Legislative Republicans Combat Drunk Driving
Measures to Target Repeat Offenders, Focus on Treatment Become Law
This week, Governor Walker signed Assembly Bill (AB) 657 and AB 455, two measures advanced by Legislative Republicans to help combat drunk driving in Wisconsin. This session, Republicans focused on long term solutions to our state’s OWI problem, advancing proposals to increase funding for treatment and stiffen penalties for repeat offenders.
I was proud to be the lead Senate author of AB 657, a proposal which increases funding for state Treatment and Diversion (TAD) programs by $2 million each year. This common sense program has been proven effective at treating substance abuse and reducing recidivism. Unlike simply hiking monetary penalties and jail time, the TAD program targets our drunk driving problem at its root, by treating alcohol and drug addiction to reduce the number of impaired drivers on Wisconsin’s roads. I believe that this approach will take meaningful steps towards making our streets safer because studies of treatment programs have shown that participants are significantly less likely to relapse or engage in criminal activity.
A treatment-centered approach has an upside for Wisconsin’s taxpayers too. Instead of increasing local corrections costs by throwing more OWI offenders in jail, our investment in treatment today will help to reduce corrections costs for Wisconsin’s taxpayers down the road. According to a four year study by the University of Wisconsin Population Health Institute, participants in state TAD programs were nine times less likely to return to prison than other offenders. That translates to an average savings of $1.93 for every dollar invested in alternative treatment programs.
The increase in TAD funding continues Legislative Republicans’ focus on treatment from the Biennial Budget which launched a 5-county pilot of a 24/7 Sobriety Program. Mirrored after a successful version implemented in Winnebago County in 2011, the program gives the state another new tool to combat alcohol and drug abuse. Participants receive twice daily testing for alcohol use with the threat of immediate sanctions, an approach proven to reduce recidivism in participants.
While we hope that our focus on treatment has a real impact on drunk driving in Wisconsin in the future, we also take the current threat to public safety very seriously. That is why we approved AB 455 to increase penalties for multiple offenders and make any fourth offense a felony, aligning Wisconsin’s laws with those of other states.

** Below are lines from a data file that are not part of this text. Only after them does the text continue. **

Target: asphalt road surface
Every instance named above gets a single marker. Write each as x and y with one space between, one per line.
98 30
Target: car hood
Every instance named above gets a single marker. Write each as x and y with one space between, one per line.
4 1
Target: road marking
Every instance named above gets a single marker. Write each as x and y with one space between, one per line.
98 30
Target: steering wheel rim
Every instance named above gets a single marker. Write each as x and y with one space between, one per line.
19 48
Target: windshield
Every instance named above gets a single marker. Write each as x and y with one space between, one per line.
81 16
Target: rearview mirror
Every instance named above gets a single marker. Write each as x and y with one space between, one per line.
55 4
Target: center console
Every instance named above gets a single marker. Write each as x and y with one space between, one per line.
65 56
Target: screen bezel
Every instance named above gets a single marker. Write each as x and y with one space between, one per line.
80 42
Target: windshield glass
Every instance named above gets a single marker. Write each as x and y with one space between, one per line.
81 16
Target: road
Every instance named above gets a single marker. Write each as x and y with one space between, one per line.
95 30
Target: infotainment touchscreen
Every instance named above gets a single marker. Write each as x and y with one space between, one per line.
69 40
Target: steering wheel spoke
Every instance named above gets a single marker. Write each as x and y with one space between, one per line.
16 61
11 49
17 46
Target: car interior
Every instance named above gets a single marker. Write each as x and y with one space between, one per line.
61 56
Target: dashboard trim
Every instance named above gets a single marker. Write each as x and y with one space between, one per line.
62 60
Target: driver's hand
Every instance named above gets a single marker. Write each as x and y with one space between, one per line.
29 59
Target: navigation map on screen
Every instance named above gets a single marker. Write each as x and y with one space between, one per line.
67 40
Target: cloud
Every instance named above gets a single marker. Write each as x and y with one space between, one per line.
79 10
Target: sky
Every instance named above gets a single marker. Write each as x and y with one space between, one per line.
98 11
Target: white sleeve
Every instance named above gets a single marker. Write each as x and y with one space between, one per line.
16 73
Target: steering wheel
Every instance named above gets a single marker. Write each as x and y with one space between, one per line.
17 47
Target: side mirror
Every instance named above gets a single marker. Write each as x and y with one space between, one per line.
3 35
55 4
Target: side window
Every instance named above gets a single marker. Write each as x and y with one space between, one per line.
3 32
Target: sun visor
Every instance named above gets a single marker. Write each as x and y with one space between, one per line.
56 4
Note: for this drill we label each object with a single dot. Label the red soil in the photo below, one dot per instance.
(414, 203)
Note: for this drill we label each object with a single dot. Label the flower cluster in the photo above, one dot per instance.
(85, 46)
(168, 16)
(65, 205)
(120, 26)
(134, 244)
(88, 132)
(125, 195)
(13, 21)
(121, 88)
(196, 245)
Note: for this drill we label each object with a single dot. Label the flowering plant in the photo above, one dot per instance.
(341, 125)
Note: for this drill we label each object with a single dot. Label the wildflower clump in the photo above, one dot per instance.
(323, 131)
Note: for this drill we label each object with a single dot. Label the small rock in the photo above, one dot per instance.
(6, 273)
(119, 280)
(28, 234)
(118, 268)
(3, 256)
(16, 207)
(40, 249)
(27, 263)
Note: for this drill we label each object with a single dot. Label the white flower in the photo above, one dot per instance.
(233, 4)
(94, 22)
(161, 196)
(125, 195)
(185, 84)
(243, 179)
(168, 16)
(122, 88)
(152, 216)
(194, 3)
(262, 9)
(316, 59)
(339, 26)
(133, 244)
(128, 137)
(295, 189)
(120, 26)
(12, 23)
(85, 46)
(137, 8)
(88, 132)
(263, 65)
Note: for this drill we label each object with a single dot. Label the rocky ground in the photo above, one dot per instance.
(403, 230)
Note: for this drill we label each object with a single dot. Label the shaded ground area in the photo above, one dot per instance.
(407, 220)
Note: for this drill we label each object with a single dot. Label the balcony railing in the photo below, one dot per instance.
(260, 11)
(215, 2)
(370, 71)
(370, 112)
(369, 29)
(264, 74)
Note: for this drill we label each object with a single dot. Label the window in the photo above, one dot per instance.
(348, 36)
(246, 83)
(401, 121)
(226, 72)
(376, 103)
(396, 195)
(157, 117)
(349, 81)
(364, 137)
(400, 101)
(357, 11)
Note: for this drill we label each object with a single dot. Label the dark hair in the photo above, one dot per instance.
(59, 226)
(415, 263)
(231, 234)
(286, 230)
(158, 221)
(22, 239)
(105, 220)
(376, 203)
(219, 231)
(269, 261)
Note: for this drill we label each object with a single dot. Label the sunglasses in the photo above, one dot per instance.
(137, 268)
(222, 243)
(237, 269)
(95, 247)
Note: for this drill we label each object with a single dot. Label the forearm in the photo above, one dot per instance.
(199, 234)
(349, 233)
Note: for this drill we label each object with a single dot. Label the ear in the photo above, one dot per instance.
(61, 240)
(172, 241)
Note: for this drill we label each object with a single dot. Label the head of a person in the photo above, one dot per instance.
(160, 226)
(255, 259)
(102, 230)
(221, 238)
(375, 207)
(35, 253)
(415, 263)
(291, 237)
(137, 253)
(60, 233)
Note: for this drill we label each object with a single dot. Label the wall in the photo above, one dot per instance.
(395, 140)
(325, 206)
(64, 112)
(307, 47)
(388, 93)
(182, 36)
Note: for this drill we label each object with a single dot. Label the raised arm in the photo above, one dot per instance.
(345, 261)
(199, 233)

We have made dramatic strides in the last decade towards reducing the impact of drunk driving on our state. Crashes, injuries and fatalities related to alcohol have been cut in half, and more than two-thirds of drivers who receive a first OWI never reoffend. For those who do not have a substance abuse problem, the high societal and financial costs associated with the first offense are nearly always an adequate deterrent to getting behind the wheel while intoxicated. Alongside stiff penalties, we will continue to focus on making treatment available for those who need it to produce a lasting and meaningful impact on drunk driving in Wisconsin.
Senate Majority Leader Scott Fitzgerald (R-Juneau) represents the 13th Senate District, which covers portions of Dodge, Jefferson, Waukesha, Washington, Dane, and Columbia counties.